The sun beat down mercilessly as Zhuang rode his scooter into the street, engulfed in stifling heat. Sweat ran into his eyes. A stray dog lay panting in the middle of the road, its tongue lolling. Zhuang swerved to miss it and ran into a wall, managing somehow to stay upright, though he scraped some skin off his left thumb. Zhao Jingwu was inside talking to Niu Yueqing when he heard Zhuang ride in through the gate. He ran out to greet him. “It’s about time you got here.” He took the brick from the scooter rack and carried it inside.
“Don’t bring that filthy thing into the house!” Niu Yueqing complained.
“Look closer,” Zhuang said. “It’s from the Han dynasty.”
“You’ve piled up so many of those in the other house that people can’t get in the door; now you want to do the same here. You say they’re from the Han; well, the flies in the house are from the Tang!”
Zhuang cast Zhao Jingwu a pained look, but said, “That comment is pure art. Your art cells don’t catch fire till you’re angry.” He told Zhao to take the brick outside, tie it onto the back of the Magnolia, then come back inside.
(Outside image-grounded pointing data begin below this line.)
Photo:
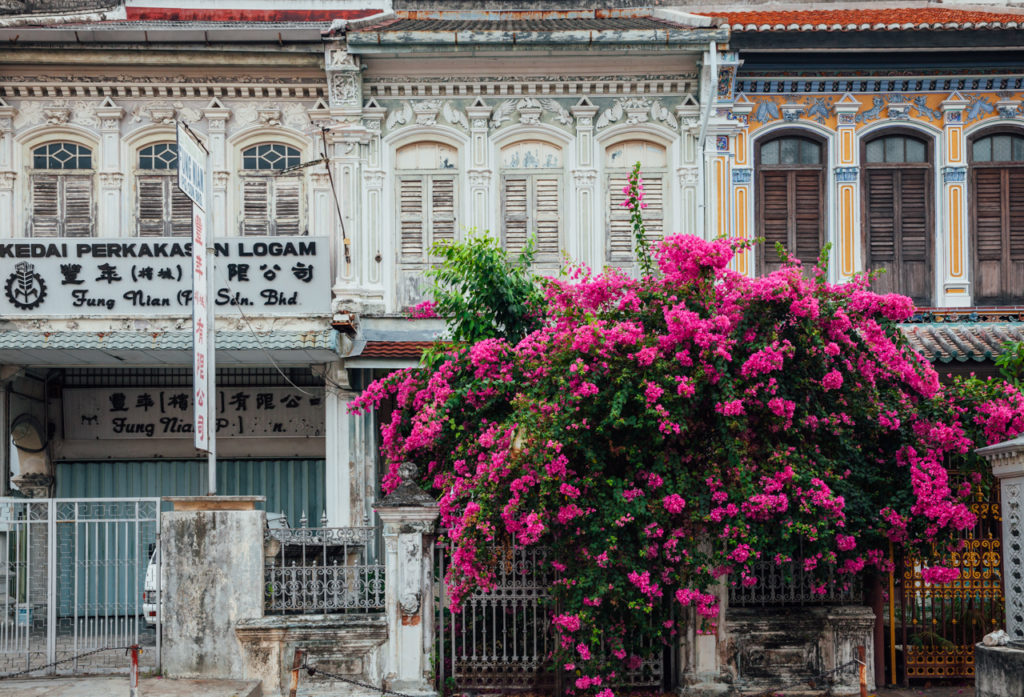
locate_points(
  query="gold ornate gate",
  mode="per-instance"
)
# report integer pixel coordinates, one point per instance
(941, 622)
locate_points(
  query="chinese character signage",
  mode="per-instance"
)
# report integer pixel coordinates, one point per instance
(152, 276)
(142, 412)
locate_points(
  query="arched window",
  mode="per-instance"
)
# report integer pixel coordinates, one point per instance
(997, 214)
(161, 208)
(897, 215)
(271, 203)
(426, 195)
(791, 199)
(531, 187)
(61, 190)
(619, 162)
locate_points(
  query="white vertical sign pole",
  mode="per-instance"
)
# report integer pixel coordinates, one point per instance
(196, 182)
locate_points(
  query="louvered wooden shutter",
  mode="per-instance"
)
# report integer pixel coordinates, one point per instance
(180, 210)
(255, 206)
(411, 218)
(548, 207)
(152, 198)
(287, 205)
(441, 210)
(881, 185)
(516, 203)
(77, 206)
(915, 267)
(807, 216)
(998, 231)
(620, 225)
(45, 206)
(774, 215)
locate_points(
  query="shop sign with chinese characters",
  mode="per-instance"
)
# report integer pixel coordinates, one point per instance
(153, 276)
(112, 414)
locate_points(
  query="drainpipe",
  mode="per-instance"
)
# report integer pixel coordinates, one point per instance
(705, 117)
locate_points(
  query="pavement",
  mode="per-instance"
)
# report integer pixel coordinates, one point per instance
(108, 686)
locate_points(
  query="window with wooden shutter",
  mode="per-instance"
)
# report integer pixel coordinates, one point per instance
(531, 194)
(619, 162)
(427, 199)
(997, 206)
(897, 216)
(61, 191)
(791, 200)
(161, 207)
(271, 204)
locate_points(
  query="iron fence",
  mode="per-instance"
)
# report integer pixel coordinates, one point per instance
(790, 584)
(322, 570)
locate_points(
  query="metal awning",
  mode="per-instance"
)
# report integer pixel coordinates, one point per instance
(171, 347)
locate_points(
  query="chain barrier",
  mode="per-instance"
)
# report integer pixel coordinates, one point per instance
(126, 649)
(811, 682)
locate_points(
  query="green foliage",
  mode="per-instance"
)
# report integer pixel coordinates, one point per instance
(482, 292)
(1011, 363)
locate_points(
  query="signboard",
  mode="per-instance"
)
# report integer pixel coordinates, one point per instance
(147, 412)
(152, 276)
(192, 167)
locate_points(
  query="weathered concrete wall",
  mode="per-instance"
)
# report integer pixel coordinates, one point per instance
(213, 572)
(998, 671)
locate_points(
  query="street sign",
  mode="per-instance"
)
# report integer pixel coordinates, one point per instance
(192, 167)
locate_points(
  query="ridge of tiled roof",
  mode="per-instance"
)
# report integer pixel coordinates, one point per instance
(862, 19)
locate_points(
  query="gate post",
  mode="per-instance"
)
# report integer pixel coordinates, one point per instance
(999, 668)
(410, 518)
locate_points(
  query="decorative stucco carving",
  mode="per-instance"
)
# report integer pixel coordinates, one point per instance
(637, 111)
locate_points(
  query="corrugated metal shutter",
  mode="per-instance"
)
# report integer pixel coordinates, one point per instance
(295, 486)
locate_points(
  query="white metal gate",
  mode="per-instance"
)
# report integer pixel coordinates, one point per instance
(72, 577)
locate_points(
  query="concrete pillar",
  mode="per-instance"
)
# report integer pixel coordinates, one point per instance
(7, 174)
(410, 519)
(1007, 460)
(212, 556)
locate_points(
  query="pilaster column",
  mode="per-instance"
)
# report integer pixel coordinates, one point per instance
(479, 170)
(111, 178)
(1007, 460)
(410, 518)
(349, 471)
(216, 124)
(954, 290)
(847, 173)
(7, 174)
(588, 243)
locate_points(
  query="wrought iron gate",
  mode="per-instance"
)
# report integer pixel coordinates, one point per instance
(941, 622)
(72, 577)
(501, 641)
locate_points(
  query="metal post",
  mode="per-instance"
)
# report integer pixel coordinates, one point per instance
(211, 334)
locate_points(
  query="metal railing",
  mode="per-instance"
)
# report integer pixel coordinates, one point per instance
(790, 584)
(322, 570)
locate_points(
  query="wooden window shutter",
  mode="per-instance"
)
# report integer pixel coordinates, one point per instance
(287, 205)
(77, 206)
(881, 187)
(774, 216)
(653, 215)
(411, 218)
(548, 207)
(45, 206)
(255, 206)
(914, 264)
(181, 207)
(441, 210)
(152, 199)
(516, 211)
(808, 215)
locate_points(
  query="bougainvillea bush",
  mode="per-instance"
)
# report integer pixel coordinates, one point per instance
(659, 435)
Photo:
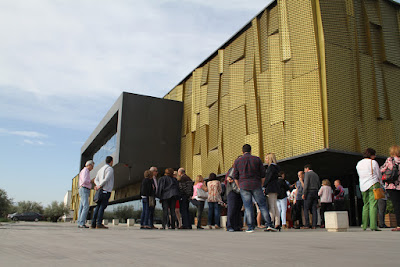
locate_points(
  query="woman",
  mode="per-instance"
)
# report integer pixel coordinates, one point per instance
(196, 200)
(393, 189)
(214, 190)
(325, 193)
(369, 175)
(234, 203)
(147, 192)
(168, 191)
(282, 197)
(271, 187)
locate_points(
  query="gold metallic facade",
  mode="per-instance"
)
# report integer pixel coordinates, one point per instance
(300, 77)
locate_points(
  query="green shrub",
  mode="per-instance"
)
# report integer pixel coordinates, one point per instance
(55, 210)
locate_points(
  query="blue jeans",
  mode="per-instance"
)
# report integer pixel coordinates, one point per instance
(144, 218)
(258, 195)
(213, 214)
(84, 193)
(99, 210)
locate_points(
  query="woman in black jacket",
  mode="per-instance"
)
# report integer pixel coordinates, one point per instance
(147, 194)
(272, 188)
(168, 192)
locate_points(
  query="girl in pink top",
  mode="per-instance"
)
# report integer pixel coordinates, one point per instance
(325, 193)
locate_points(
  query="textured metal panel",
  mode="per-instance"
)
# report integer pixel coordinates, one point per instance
(204, 149)
(302, 37)
(342, 96)
(284, 31)
(204, 75)
(237, 48)
(391, 34)
(334, 20)
(263, 24)
(276, 81)
(307, 114)
(213, 140)
(213, 82)
(250, 51)
(204, 110)
(254, 141)
(237, 84)
(273, 20)
(372, 9)
(251, 108)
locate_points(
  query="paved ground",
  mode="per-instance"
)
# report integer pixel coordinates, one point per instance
(63, 244)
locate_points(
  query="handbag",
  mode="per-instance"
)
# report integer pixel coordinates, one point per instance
(152, 201)
(379, 193)
(202, 194)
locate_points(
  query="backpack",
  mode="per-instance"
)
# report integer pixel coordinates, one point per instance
(391, 176)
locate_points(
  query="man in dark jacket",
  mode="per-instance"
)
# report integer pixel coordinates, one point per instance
(248, 172)
(186, 192)
(310, 196)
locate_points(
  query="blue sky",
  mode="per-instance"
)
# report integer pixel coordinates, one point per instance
(64, 63)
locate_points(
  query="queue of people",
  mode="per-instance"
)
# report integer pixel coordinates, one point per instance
(246, 186)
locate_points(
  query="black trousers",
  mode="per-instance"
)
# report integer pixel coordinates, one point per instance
(184, 209)
(234, 206)
(200, 208)
(339, 205)
(169, 206)
(395, 198)
(310, 204)
(324, 207)
(299, 208)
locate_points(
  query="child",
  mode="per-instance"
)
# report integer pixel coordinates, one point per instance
(325, 193)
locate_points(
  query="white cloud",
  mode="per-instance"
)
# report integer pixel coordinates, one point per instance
(64, 63)
(31, 134)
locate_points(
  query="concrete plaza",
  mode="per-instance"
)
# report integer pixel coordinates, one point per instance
(63, 244)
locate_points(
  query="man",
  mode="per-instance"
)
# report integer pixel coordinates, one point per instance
(310, 195)
(84, 193)
(154, 172)
(105, 182)
(186, 192)
(299, 206)
(338, 198)
(249, 175)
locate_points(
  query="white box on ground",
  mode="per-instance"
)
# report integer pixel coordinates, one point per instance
(336, 221)
(130, 222)
(223, 221)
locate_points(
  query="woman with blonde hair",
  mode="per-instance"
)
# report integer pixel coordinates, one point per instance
(325, 193)
(272, 187)
(199, 201)
(393, 186)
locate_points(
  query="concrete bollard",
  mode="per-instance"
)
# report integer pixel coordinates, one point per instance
(336, 221)
(223, 221)
(130, 222)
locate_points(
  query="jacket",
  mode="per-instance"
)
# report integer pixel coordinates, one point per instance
(147, 188)
(271, 179)
(167, 187)
(185, 186)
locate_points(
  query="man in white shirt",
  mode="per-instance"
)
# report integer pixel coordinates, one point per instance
(105, 182)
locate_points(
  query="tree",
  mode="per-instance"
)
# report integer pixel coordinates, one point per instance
(29, 206)
(5, 203)
(55, 210)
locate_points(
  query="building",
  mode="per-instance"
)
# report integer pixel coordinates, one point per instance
(314, 81)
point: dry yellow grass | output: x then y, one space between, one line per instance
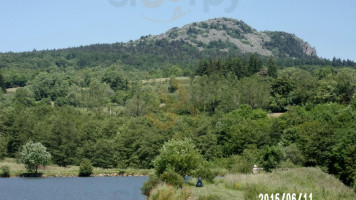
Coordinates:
53 170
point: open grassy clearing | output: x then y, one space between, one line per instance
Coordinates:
248 186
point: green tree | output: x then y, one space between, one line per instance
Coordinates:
179 156
343 159
255 64
33 155
3 150
85 168
271 158
272 68
2 83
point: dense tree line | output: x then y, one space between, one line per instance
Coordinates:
115 118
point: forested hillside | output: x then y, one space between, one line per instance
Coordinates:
96 103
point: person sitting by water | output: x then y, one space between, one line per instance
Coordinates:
199 183
255 169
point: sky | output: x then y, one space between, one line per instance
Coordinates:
25 25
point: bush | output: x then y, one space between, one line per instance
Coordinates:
151 183
209 197
5 171
33 155
178 155
271 158
241 165
168 192
86 168
172 178
205 173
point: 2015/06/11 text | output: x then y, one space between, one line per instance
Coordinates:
286 196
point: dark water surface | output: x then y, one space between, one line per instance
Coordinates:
77 188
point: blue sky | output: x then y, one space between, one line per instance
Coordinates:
328 25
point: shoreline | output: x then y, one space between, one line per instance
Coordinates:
72 176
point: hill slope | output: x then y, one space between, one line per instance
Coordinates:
225 33
184 46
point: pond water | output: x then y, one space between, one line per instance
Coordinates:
76 188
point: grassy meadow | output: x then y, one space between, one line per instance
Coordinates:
248 186
18 169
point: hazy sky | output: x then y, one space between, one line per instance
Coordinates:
328 25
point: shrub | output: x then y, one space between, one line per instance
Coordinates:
271 158
33 155
209 197
205 173
168 192
151 183
5 171
172 178
241 165
178 155
86 168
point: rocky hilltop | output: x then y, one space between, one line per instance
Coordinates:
225 33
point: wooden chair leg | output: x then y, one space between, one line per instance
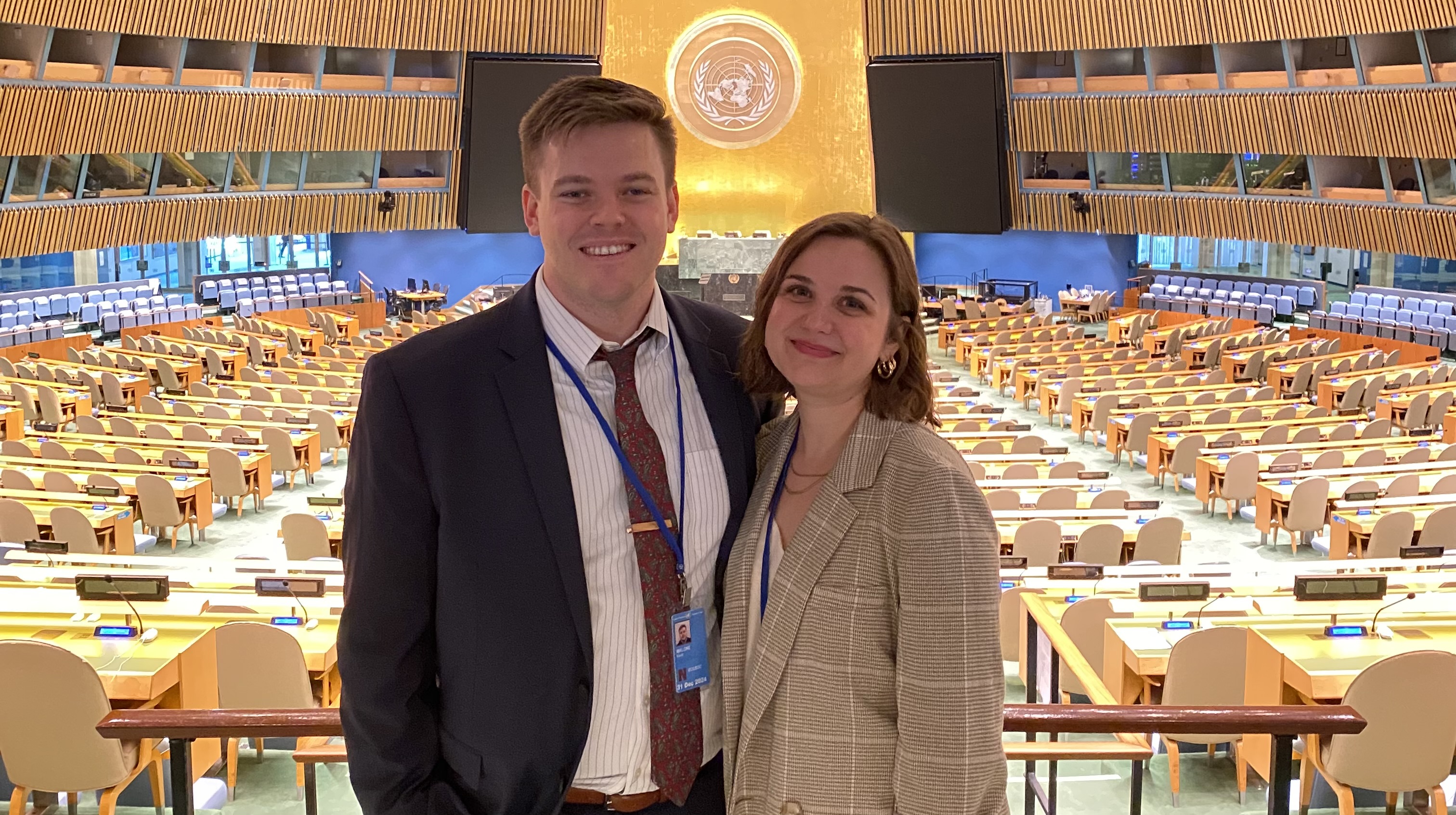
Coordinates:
1307 775
1438 797
232 769
1241 769
1172 767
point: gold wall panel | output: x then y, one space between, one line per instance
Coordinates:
34 230
127 120
516 26
819 163
972 26
1413 230
1317 123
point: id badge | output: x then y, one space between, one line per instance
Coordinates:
689 650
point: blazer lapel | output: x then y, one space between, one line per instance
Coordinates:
726 405
816 540
531 404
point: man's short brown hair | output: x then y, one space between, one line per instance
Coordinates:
587 101
906 395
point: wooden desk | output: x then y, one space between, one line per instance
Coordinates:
1161 443
1118 427
1050 391
1273 494
1212 463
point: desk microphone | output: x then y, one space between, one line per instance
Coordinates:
1377 632
147 635
1197 620
308 625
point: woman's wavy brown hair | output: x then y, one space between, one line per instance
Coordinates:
906 395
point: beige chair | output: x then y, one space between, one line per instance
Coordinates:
129 456
50 404
1011 618
91 425
16 522
1110 500
1159 540
1064 471
1305 512
50 703
282 453
72 526
16 449
16 479
999 500
1057 498
121 425
1100 543
305 536
1184 459
1239 481
159 508
1206 669
1021 472
1084 622
258 667
1039 542
229 479
54 450
332 442
56 481
1405 746
1391 535
158 431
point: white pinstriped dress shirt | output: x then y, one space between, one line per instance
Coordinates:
618 757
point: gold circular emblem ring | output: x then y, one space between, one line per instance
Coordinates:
734 80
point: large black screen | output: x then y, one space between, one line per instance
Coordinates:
939 140
497 95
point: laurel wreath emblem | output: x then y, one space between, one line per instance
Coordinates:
754 116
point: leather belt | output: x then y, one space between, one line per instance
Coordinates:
615 802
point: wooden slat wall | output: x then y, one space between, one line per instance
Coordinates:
113 120
1414 230
514 26
1317 123
34 230
973 26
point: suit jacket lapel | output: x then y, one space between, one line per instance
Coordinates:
819 536
723 401
531 402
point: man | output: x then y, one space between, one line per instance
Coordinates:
513 546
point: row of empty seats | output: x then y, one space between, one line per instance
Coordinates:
1247 311
1177 284
75 304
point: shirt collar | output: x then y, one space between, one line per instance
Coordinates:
577 342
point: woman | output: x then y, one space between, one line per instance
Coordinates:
868 679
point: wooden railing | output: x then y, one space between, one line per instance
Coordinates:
184 727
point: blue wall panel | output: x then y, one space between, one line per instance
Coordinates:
1050 258
442 257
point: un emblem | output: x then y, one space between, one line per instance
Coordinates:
734 80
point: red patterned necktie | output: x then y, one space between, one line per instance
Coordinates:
676 720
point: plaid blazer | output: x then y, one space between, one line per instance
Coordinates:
878 682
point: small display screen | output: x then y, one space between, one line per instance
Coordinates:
1158 593
1353 587
116 587
117 631
289 587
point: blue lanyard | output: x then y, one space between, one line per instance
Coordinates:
768 533
673 539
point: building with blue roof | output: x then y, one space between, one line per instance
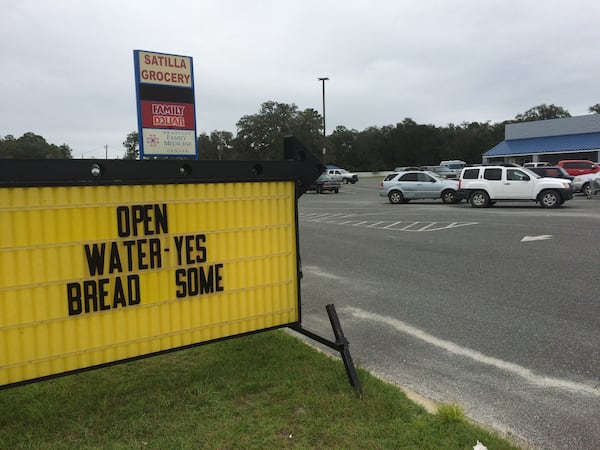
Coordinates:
548 140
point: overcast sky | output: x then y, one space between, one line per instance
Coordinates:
68 72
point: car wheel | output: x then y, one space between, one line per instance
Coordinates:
449 196
587 189
550 199
479 199
396 197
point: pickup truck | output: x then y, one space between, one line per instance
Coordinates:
483 186
342 175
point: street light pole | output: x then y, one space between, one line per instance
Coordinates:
323 80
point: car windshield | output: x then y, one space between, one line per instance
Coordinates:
435 175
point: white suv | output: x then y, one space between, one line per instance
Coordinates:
485 185
342 175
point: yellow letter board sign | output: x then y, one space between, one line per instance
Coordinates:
93 274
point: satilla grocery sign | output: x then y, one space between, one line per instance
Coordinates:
166 104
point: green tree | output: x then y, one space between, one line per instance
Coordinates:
131 145
32 146
543 112
260 136
219 145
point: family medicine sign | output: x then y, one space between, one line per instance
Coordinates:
166 104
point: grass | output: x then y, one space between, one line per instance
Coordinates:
268 390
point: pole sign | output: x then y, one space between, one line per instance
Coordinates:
165 104
105 262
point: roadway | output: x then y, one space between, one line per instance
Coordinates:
494 309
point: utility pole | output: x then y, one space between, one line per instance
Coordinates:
323 80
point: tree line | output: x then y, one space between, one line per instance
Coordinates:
260 137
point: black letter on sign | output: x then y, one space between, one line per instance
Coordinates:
74 298
123 225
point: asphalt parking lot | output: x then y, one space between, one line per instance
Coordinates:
495 309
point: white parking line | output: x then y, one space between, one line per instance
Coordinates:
337 219
515 369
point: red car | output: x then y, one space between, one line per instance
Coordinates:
579 166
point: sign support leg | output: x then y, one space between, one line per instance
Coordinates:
341 345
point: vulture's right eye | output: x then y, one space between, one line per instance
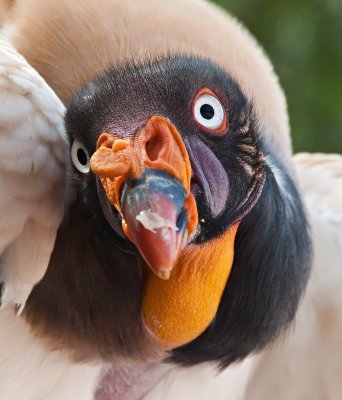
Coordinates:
80 157
209 113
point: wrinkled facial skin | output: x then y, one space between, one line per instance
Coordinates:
92 306
123 99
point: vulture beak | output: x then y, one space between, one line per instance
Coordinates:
147 179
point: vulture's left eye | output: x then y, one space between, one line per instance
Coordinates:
80 157
209 112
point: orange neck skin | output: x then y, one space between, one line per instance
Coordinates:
178 310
It was an old house with large rooms, the walls and posts constructed of the best red pine. Though the carvings — portraits and nature images — were in bad shape, they attested to the original beauty of the place. The eighty-year-old matriarch, who was in her bedroom behind a dividing wall, summoned Zhuang when she heard his voice. She had lost her husband at the age of fifty, and by sixty-three was getting senile. Two years earlier, she had slept for two weeks straight; people thought she was about to die, but then she came back around. Ever since then, she had been spouting nonsense about death and ghosts and acting crazy. The winter before, she had abruptly demanded that Zhuang Zhidie buy her a red cypress coffin. “You’re in fine health,” Zhuang had said. “You’ll live another twenty years, so why buy a coffin now? Besides, underground burials aren’t permitted in the city.” She was unmoved. “I want a coffin as proof of my existence whenever I look at it.” She refused to eat or drink as a threat. Unable to say no, he asked someone to purchase a coffin on Mount Zhongnan. The old lady took her bed apart and put the bedding into the coffin, where she began to sleep. That caused a rift between her and her daughter, who complained that people might accuse them of mistreating her. But Zhuang told his wife that the old lady was probably suffering from narcissism and that they should let her do as she asked. Strangely, once she started sleeping in the coffin, she took to wearing a paper mask when she went out, so enraging her daughter that she kept her mother inside as much as possible. Zhuang, always ready to tease, said the old lady had special powers, and that if he had them he could write magic realist novels by sheer intuition, without imitating a foreigner.